I'm attaching copr repo with last changes. F24,F23: https://copr.fedoraproject.org/coprs/lvrabec/selinux-policy/ F22: https://lvrabec.fedorapeople.org/selinux-policy-3.13.1-128.24.fc22.1.tar.gz Please, let me know, if it's working.
Will it go as a regular update?
It's just in rawhide package, now. I can backport this, but I would like to get some feedback about testing systemd-coredump policy, due to backporting to stable fedora releases.
commit 0d626964b025a2643915fae39f59731b1c3e2e93 Author: Lukas Vrabec <lvrabec@redhat.com> Date: Tue Jan 12 11:45:12 2016 +0100 Added policy for systemd-coredump service. Added domain transition from kernel_t to systemd_coredump_t. Allow syslogd_t domain to read/write tmpfs systemd-coredump files. Make new domain uconfined for now.
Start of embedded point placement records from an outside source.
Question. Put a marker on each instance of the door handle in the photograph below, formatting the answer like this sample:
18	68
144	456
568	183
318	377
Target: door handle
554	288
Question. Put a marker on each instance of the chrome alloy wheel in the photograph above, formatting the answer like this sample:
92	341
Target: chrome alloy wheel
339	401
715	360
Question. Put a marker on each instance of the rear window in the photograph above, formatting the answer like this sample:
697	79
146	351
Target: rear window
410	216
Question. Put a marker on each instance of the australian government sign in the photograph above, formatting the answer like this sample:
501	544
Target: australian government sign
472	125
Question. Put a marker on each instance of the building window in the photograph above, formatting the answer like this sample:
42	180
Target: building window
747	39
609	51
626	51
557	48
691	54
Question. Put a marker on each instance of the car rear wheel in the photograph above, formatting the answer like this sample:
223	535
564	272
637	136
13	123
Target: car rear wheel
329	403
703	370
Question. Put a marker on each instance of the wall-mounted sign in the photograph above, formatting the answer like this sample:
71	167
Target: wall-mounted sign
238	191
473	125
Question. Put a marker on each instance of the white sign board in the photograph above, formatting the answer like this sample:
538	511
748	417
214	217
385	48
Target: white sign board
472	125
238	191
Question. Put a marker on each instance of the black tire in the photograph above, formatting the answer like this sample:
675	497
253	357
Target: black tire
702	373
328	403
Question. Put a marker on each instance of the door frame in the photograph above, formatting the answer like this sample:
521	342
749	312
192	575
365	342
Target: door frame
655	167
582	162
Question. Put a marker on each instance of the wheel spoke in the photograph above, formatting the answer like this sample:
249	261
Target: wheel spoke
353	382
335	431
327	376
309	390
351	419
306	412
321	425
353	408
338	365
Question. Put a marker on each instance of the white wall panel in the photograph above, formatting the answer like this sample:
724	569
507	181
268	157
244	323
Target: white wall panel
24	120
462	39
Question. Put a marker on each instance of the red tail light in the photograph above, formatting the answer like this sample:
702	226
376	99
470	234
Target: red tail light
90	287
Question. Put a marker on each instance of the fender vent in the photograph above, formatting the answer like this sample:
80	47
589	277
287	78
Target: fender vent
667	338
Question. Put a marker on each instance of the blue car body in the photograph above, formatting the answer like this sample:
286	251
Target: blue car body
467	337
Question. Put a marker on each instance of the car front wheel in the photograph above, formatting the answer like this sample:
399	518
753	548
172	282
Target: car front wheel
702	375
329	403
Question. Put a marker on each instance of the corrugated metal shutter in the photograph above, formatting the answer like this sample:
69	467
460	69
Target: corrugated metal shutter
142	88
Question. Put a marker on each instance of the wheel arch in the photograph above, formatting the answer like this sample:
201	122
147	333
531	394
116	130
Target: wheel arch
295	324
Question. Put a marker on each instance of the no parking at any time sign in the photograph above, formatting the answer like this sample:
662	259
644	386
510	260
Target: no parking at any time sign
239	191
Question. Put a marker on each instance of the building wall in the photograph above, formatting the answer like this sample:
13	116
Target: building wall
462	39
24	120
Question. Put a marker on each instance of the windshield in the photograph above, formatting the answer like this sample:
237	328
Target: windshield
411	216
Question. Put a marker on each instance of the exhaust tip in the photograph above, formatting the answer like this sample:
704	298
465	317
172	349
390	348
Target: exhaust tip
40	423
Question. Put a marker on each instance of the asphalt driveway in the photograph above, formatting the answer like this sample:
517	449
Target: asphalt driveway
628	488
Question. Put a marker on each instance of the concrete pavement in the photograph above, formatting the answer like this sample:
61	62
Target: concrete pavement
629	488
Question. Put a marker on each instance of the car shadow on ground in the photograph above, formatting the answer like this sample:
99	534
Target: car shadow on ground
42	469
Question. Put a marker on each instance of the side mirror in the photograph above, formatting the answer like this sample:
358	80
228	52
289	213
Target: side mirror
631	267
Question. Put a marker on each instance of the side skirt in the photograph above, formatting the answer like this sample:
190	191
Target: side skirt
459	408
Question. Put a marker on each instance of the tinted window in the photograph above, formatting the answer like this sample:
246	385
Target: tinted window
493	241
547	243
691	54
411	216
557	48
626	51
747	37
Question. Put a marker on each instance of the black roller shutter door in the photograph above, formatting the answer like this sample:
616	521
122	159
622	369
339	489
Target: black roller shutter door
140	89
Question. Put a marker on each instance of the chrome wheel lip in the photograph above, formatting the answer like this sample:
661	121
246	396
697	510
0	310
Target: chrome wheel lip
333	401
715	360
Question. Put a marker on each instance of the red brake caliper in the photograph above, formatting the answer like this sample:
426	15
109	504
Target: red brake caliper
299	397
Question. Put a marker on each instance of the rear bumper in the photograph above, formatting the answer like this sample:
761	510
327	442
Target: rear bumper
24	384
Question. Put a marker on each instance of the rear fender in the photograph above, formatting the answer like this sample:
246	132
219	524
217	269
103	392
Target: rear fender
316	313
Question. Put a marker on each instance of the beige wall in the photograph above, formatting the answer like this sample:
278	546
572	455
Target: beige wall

selinux-policy-3.13.1-128.27.fc22 has been submitted as an update to Fedora 22. https://bodhi.fedoraproject.org/updates/FEDORA-2016-ce419c9cab
selinux-policy-3.13.1-128.27.fc22 has been pushed to the Fedora 22 testing repository. If problems still persist, please make note of it in this bug report. See https://fedoraproject.org/wiki/QA:Updates_Testing for instructions on how to install test updates. You can provide feedback for this update here: https://bodhi.fedoraproject.org/updates/FEDORA-2016-ce419c9cab
selinux-policy-3.13.1-128.28.fc22 has been submitted as an update to Fedora 22. https://bodhi.fedoraproject.org/updates/FEDORA-2016-ce419c9cab
selinux-policy-3.13.1-128.28.fc22 has been pushed to the Fedora 22 testing repository. If problems still persist, please make note of it in this bug report. See https://fedoraproject.org/wiki/QA:Updates_Testing for instructions on how to install test updates. You can provide feedback for this update here: https://bodhi.fedoraproject.org/updates/FEDORA-2016-ce419c9cab
selinux-policy-3.13.1-128.28.fc22 has been pushed to the Fedora 22 stable repository. If problems still persist, please make note of it in this bug report.